Lapas Salemba Dalami Pengakuan John Kei
Koordinator Humas Direktorat Jenderal Pemasyarakatan Kementerian Hukum dan HAM, Edward Pagar Alam, menegaskan pihak Lapas Salemba sedang memeriksa lebih jauh pernyataan tersebut. “Terkait hal ini, pihak Lapas Salemba sedang melakukan pendalaman,” ujarnya kepada wartawan, Minggu, 19 November 2023.
Edward menambahkan, apabila pengakuan itu terbukti benar, maka John Kei dapat dijatuhi sanksi disiplin. Ketentuan itu mengacu pada Undang-undang Nomor 22 Tahun 2022 tentang Pemasyarakatan serta Permenkumham Nomor 6 Tahun 2013 tentang Tata Tertib Lapas/Rutan. “Apabila terbukti yang bersangkutan akan dikenakan sanksi hukuman disiplin,” kata dia.

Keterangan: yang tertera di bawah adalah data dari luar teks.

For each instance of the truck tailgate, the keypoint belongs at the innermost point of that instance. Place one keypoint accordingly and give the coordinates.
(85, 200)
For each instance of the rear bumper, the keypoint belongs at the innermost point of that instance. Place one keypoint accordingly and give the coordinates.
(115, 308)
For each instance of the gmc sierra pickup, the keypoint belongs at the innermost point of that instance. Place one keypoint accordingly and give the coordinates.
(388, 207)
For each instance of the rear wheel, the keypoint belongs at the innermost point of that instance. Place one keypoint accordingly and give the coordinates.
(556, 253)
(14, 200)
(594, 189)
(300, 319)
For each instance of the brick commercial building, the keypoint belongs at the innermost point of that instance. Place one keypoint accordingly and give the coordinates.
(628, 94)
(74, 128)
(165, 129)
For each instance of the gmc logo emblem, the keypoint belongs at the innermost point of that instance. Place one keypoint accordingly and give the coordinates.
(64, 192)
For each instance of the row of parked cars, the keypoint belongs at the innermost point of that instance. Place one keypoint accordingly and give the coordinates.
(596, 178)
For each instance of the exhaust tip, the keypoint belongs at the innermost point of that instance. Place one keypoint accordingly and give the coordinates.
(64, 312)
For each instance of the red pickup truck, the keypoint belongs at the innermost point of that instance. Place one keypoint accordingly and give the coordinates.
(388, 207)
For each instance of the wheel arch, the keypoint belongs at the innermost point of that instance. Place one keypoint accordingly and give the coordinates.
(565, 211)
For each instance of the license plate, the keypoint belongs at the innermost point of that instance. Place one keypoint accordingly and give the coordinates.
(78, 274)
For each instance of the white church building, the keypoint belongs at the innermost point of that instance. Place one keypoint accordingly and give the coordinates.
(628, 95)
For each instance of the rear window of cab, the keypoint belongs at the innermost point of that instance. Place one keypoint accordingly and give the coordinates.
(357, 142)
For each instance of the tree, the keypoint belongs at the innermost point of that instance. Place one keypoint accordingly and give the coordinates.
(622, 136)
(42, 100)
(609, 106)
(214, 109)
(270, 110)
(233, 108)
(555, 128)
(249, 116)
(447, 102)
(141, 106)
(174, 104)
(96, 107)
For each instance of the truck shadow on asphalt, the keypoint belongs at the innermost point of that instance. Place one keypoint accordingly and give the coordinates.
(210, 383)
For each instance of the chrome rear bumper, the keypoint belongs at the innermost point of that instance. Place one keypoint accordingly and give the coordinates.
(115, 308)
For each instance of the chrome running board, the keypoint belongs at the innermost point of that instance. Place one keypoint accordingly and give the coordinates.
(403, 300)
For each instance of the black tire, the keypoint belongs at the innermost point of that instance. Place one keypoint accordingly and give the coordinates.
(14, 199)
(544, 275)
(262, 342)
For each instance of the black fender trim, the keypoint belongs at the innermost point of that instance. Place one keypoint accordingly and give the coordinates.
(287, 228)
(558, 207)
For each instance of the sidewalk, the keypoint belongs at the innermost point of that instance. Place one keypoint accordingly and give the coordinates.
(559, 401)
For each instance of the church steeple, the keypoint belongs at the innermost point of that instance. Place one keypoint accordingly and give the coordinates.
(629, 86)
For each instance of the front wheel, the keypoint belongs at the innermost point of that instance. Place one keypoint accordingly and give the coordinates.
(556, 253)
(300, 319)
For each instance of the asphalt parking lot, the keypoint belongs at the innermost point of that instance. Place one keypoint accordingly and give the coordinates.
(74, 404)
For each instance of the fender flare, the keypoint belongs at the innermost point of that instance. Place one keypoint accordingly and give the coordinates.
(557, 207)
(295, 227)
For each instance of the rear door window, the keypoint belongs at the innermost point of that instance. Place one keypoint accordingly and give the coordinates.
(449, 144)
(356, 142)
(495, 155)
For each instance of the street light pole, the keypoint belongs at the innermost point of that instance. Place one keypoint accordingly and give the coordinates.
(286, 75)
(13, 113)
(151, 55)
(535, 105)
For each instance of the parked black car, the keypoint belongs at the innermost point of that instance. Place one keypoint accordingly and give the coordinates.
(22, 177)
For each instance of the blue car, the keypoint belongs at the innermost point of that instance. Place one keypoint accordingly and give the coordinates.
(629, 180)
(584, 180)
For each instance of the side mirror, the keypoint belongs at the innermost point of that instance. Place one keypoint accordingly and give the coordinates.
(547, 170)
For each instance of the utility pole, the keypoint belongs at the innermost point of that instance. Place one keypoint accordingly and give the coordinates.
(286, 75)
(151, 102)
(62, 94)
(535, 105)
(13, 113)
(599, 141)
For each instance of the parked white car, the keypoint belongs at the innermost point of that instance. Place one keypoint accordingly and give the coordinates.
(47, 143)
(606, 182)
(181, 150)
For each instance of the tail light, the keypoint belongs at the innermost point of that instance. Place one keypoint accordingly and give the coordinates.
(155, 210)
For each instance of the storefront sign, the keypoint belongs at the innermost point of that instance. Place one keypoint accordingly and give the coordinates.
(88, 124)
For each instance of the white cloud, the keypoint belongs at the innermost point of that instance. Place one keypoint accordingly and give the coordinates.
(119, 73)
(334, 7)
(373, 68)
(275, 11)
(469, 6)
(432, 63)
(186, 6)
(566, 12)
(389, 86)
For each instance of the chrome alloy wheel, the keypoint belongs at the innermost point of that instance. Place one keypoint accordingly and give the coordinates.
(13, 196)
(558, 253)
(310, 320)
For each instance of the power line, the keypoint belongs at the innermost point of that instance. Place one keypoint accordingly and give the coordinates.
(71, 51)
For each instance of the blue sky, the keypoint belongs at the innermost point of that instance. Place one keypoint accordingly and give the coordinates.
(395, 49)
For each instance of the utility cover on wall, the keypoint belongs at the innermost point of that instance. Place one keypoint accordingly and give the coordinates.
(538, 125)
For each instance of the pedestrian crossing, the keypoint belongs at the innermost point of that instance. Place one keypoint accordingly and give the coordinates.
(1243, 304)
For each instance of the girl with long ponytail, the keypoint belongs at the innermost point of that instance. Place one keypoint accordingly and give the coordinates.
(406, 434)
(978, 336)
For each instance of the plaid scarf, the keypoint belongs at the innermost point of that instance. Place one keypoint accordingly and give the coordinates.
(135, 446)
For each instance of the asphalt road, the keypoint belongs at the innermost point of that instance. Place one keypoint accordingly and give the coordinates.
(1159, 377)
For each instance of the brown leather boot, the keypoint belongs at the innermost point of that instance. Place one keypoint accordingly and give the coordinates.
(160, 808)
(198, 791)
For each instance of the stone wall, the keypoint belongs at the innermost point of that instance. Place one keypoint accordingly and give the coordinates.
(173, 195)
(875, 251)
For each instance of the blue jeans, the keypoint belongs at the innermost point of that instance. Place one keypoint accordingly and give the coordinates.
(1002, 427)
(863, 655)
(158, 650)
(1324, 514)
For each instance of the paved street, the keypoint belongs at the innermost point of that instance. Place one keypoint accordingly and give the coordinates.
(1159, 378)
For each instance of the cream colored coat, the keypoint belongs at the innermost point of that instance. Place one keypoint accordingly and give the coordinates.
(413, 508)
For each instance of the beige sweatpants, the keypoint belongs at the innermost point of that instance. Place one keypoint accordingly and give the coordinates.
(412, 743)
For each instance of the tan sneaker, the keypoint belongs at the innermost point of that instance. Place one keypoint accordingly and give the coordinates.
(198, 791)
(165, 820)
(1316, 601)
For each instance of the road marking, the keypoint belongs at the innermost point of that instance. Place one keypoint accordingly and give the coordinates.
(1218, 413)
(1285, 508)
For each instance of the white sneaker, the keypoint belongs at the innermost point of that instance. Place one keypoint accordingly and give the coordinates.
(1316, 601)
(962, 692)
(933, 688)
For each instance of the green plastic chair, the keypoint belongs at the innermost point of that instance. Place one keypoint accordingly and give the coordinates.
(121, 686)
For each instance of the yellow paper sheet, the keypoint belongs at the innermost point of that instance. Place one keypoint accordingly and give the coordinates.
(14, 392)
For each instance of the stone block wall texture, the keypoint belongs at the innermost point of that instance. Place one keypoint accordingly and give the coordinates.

Pemeriksaan Polisi di Lapas Salemba
Sebelumnya, polisi menyampaikan bahwa John Kei telah diperiksa terkait tewasnya Gaspar alias GR, anak buah Nus Kei, yang ditembak di Bekasi, Jawa Barat. Direktur Reserse Kriminal Umum Polda Metro Jaya, Komisaris Besar Polisi Hengki Haryadi, mengatakan pemeriksaan dilakukan di Lapas Salemba, Jakarta Pusat. “Kami sudah melakukan pemeriksaan terhadap John Kei,” ujar Hengki kepada wartawan, Sabtu, 18 November 2023.
Dalam pemeriksaan itu, John Kei disebut mengaku sempat dihubungi, namun dirinya melarang anak buahnya untuk meladeni kelompok Nus Kei yang datang ke markas mereka di Bekasi. “Yang bersangkutan mengakui dihubungi, namun yang bersangkutan menyatakan bahwa yang bersangkutan melarang, katanya seperti itu,” kata Hengki.
Kasus Penembakan yang Menyeret Dua Kelompok
Polisi sebelumnya mengungkap bahwa Gaspar tewas akibat luka tembak di bagian kepala di Jalan Titian Indah, Kali Baru, Medan Satria, Kota Bekasi. Dari rangkaian penyelidikan, sebanyak 11 orang telah ditetapkan sebagai tersangka. Hengki menjelaskan, peristiwa itu tidak berdiri sendiri, melainkan berkaitan dengan konflik antara kelompok Nus Kei dan John Kei yang sudah berlangsung sejak September 2023.
“Hasil pemeriksaan kami, bahwa kasus ini sebenarnya bermotif konflik antar beberapa kelompok yang terjadi pada bulan September 2023 di Maluku,” kata Hengki, Senin, 6 November 2023.
Ia juga menyebut Gaspar ditembak Felix Oliver, yang merupakan anggota kelompok John Kei. Saat kejadian, ada rencana dari pihak korban untuk mendatangi Titian Murni, Bekasi, dalam aksi penyerangan. Enam orang disebut bergerak menuju lokasi, namun sebelum aksi itu berlangsung, informasi rencana tersebut diduga bocor. Akibatnya, anak buah John Kei sudah lebih dulu bersiaga di Titian Murni. “Salah satunya korban atas nama Gaspar dengan mengeluarkan atau membawa senjata tajam ataupun parang senjata panjang,” jelas Hengki.